О мир, вожделенный паче всего! О благодать, вожделенная прежде всего! – ибо мир есть единосущное чадо благодати.

Будучи призван принести ныне Господу начаток общения с сею Церковию, по воле Его, молю всех, Богоугодно стоящих теперь в сем общении, соединить взаимно все сердца в крепком желании «благодати и мира от Бога Отца нашего и Господа Иисуса Христа». Единодушная молитва сопастырей и всех верных да привлечет свыше благодать и мир новому пастырю, дабы он с силою и действием мог возвещать пастве благодать и мир. «Благодать Господа нашего Иисуса Христа со духом вашим, братие» (Гал. VI, 18); «и мир Божий, превосходяй всяк ум, да соблюдет сердца ваша и разумения ваша о Христе Иисусе» (Фил.
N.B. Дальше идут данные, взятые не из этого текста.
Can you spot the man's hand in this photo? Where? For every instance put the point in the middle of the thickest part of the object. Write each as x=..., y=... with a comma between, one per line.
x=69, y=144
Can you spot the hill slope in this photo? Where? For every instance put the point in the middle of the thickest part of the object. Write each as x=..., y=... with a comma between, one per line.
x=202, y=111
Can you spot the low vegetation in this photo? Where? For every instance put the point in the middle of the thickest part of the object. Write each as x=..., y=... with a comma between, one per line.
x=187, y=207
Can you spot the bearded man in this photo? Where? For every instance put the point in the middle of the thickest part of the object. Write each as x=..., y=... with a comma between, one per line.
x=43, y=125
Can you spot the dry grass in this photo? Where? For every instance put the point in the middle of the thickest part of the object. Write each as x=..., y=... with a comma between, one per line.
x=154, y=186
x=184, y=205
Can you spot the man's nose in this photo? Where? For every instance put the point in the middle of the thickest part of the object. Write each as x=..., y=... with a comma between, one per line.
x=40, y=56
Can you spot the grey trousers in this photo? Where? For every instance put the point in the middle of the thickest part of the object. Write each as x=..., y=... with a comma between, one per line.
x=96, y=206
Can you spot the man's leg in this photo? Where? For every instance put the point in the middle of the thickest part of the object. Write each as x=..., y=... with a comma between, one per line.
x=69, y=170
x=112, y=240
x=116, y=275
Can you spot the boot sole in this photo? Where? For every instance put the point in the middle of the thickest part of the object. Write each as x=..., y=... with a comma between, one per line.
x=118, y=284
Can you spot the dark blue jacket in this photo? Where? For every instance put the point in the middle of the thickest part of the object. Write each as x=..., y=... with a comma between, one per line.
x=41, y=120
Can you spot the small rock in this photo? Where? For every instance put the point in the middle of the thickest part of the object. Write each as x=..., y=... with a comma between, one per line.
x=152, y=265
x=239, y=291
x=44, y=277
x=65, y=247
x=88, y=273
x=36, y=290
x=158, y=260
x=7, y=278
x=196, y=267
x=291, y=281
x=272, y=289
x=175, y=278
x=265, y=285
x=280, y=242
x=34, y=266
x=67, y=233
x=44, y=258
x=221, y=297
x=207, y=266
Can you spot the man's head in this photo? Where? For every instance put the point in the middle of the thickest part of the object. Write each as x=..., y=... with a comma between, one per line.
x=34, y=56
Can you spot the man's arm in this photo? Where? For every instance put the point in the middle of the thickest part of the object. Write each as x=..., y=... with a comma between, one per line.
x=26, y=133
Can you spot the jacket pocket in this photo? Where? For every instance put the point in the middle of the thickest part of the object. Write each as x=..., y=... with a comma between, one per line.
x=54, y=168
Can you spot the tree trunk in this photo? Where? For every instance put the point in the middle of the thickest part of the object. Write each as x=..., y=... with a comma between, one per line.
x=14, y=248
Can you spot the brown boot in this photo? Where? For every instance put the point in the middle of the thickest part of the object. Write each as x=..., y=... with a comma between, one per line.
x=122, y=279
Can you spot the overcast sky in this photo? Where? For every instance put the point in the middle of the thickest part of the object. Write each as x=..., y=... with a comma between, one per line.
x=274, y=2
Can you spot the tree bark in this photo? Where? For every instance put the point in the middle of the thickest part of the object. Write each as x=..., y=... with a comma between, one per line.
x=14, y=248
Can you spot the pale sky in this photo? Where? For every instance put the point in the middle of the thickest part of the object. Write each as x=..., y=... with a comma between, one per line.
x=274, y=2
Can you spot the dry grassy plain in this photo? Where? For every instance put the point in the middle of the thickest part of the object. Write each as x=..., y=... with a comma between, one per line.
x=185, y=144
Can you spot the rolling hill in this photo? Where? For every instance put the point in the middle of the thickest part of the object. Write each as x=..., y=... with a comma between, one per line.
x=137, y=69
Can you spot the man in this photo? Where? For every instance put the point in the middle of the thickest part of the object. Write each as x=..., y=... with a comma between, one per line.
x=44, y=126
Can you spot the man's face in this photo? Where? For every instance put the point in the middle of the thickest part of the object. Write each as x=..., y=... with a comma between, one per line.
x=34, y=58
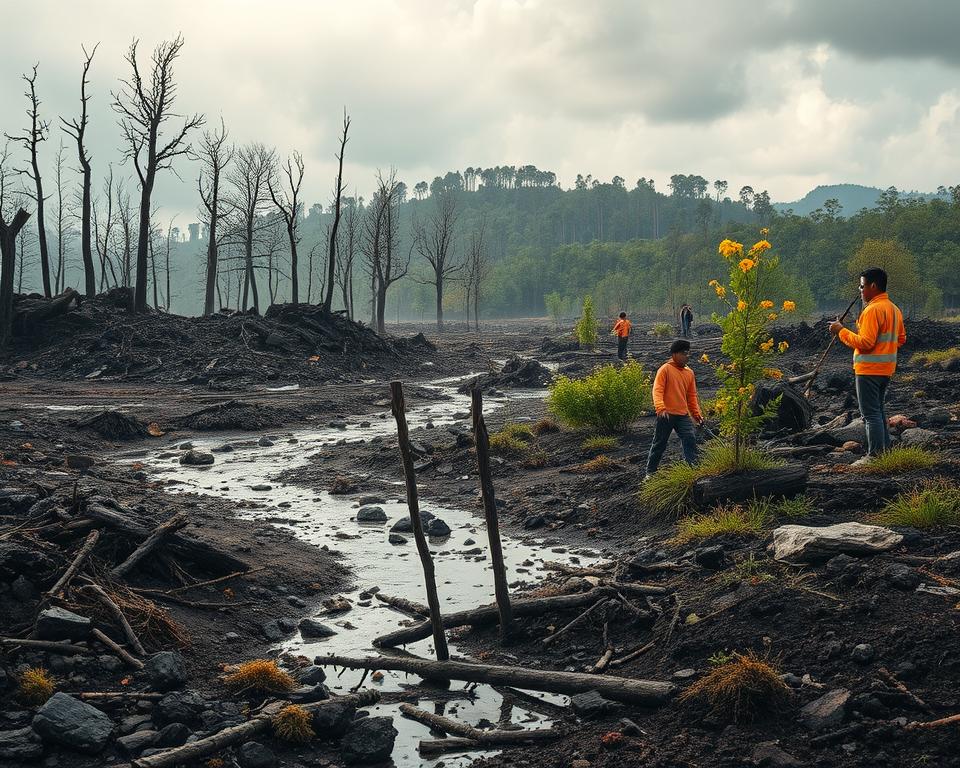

IV, 7). «Сам Господь мира да даст вам мир всегда во всяком образе» (2Сол. 3:16), как во внутреннем, так, по действию внутренняго, и во внешнем. Мир пасущим стадо Божие, – в христианском послушании пасомых; мир пасомым, – в отеческом и братском попечении пасущих. Мир начальствующим, – в верности подчиненных; мир подчиненным, – в мудрости и кротости начальствующих. Мир судящим, – в непритворной искренности судимых; мир судимым, – в прозорливости и безпристрастии судящих. Мир продающим и купующим, – во взаимном отвращении от лукавства и обмана. Мир делающим и трудящимся, – в благословенном успехе полезнаго делания и в обильном плоде труда праведнаго. Мир всем! Аминь.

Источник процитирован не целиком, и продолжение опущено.